Adjusting to life in a new country with two toddlers (and a dog!) was taxing enough so imagine my surprise when we discovered another baby was on its way? She was to be our extra-special blessing, Thea. There was new life all around us but, I must admit, I was clinging to the old one. I consider it now as my own adult version of a “fourth trimester”…which lasted about 18 months.
It is odd the things I recall from those first few months after we arrived; the things which define our first year living in Australia. Most of it is a blur but I distinctly remember how you, Scarlett, had developed a fear of dogs shortly after our arrival in Sydney. This was terribly odd behaviour as you had always loved them and now you screamed every time we visited the dog park.

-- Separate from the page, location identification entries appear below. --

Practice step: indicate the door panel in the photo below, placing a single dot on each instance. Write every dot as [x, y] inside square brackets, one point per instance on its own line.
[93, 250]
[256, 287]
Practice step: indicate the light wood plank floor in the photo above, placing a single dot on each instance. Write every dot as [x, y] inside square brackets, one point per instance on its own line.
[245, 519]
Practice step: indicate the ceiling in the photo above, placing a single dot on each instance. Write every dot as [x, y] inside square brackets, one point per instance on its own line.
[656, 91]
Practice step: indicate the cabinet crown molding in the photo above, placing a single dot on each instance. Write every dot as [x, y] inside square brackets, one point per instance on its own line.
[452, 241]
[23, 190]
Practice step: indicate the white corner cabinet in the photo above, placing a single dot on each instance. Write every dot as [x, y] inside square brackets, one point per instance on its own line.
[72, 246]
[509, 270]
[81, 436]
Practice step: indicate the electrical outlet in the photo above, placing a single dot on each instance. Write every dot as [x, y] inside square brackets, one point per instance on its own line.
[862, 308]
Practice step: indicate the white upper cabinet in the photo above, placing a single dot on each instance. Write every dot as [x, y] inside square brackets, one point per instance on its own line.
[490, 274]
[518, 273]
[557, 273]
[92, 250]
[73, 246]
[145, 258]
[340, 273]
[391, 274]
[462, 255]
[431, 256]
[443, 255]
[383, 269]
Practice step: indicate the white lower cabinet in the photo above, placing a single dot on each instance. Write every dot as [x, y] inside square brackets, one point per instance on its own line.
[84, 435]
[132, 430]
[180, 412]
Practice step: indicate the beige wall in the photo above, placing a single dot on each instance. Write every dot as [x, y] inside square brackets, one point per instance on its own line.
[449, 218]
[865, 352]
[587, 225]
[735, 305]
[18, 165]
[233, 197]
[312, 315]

This continued until the week our shipping arrived from the UK and you laid eyes on your beloved toy kitchen. Within the week you were no longer scared of dogs. I realise now how great an impact the move had on your two-year old emotional wellbeing. You are a sensitive and perceptive child and carried the weight of my and Daddy’s anxieties as well as your own. Like me, it was only when our home began to take shape I noticed your angst begin to subside.
I also remember the moment when I discovered I was pregnant with you, Thea. I recall staring at the pregnancy test in disbelief. We had just moved house, we had minimal furniture and merely the belongings which fitted into our suitcases. Our lives felt completely uprooted and uncertain and yet, here I was, facing the reality there would be another little person who would need me to have it all together. And I truly did not have it all together.
Then there was the unexpected house move three days before Christmas, while I was seven months pregnant. We didn’t have a Christmas tree so Daddy went out to find one the day before Christmas eve and returned with one too small to hold any decorations. He told me to pretend it was the best tree I’d ever laid eyes on; I was to make a fuss about how awesome it was. Except I didn’t have it in me. It was a quiet Christmas, surrounded by boxes and a tree that probably tripped Santa after he had broken through the boarded up chimney.
Quite clear in my memory are the times when I had unexplained bleeding and bruising during pregnancy and I thought I was losing the baby I didn’t know I wanted until she was on her way. There was just too much stress on my body and on my mind.
It feels a little bit precious reminiscing about the stress of it all when I know there are people leaving their countries by unsafe boats or walking hundreds of miles. Our move was so undemanding in comparison. Yet, we all have different life experience and thresholds and this is our story.
I genuinely struggle to summon much good from that first year, but there were definitely special moments such as Kyla’s first steps, Thea’s birth as the sun rose over the ocean and answered prayers when life otherwise felt bleak.
This second year has been far more favourable. Just as those ducklings are moved from the hatching box incubator into their comfy little cage so we seem to have moved from a state of mere survival to becoming settled into our new habitat.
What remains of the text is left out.